The collapse and failure of the MeToo movement gives us a chance to observe how the artist denatures and domesticates the subject of the gaze. If, as has been suggested, “naked” means a specific individual, while “the nude” is idealized, Malaska’s women are both at the same time, and so neither one nor the other. In a work not present at UMOCA, there’s a naked woman whose skin trades identities with the wood grain on the wall behind her. Artists have no shortage of ways to remind us, the viewers, that the painted image is not reality. By declining to present convincing objects of desire anywhere in her art, Elizabeth Malaska levels the visual field among numerous attractive ideas that appeal to cognition rather than sensation.

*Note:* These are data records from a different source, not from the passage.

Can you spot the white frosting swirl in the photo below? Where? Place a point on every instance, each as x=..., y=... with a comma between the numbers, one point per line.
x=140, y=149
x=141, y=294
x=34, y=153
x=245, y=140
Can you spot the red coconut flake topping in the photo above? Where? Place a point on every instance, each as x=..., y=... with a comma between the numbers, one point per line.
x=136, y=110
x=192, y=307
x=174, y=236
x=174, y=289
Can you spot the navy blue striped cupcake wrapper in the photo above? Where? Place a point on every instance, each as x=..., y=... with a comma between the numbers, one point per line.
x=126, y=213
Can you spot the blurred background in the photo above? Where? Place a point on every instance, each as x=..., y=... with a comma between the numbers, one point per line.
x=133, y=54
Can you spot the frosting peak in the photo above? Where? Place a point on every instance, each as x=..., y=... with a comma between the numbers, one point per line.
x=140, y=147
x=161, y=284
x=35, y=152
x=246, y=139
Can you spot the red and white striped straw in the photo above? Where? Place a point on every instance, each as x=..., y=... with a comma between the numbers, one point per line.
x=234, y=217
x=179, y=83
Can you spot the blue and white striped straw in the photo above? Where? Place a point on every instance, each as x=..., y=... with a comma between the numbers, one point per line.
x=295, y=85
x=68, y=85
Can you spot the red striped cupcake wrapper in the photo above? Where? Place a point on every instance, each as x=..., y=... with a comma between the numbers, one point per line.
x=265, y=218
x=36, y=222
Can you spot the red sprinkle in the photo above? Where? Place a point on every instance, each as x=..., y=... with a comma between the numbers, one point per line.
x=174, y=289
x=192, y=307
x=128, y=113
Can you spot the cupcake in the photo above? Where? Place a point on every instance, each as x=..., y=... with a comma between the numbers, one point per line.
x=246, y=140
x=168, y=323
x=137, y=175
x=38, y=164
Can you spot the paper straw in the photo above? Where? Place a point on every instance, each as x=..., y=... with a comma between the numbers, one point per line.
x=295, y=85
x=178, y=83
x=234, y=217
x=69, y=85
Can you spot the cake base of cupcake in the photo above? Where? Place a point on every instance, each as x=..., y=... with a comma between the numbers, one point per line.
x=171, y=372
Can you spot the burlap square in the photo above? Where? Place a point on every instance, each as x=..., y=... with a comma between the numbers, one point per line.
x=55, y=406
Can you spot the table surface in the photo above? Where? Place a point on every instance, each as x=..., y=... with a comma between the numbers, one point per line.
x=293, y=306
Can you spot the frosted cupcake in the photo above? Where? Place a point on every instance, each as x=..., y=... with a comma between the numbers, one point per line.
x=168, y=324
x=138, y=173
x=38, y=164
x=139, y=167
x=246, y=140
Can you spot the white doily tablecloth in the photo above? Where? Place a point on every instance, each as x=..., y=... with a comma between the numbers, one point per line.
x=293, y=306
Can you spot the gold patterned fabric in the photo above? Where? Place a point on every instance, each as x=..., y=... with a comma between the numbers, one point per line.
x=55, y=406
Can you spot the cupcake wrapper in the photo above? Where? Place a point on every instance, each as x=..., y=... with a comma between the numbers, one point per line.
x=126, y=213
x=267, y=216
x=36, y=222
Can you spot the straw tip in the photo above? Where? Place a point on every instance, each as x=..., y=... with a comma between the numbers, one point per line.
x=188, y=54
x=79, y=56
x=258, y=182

Elizabeth Malaska’s diptych All Be Your Mirror, depicting the artist painting a nude model in a studio. The artist stands with a brush in hand beside a large easel, while a reclining figure rests on a patterned couch. Two dogs, including a large white and brown borzoi, occupy the foreground. The scene is rendered in muted, natural colors, with textured brushwork and patterned rugs creating visual complexity.

Elizabeth Malaska, “All Be Your Mirror,” 2023, oil, Flashe, mica and pencil on canvas, 78×120 in.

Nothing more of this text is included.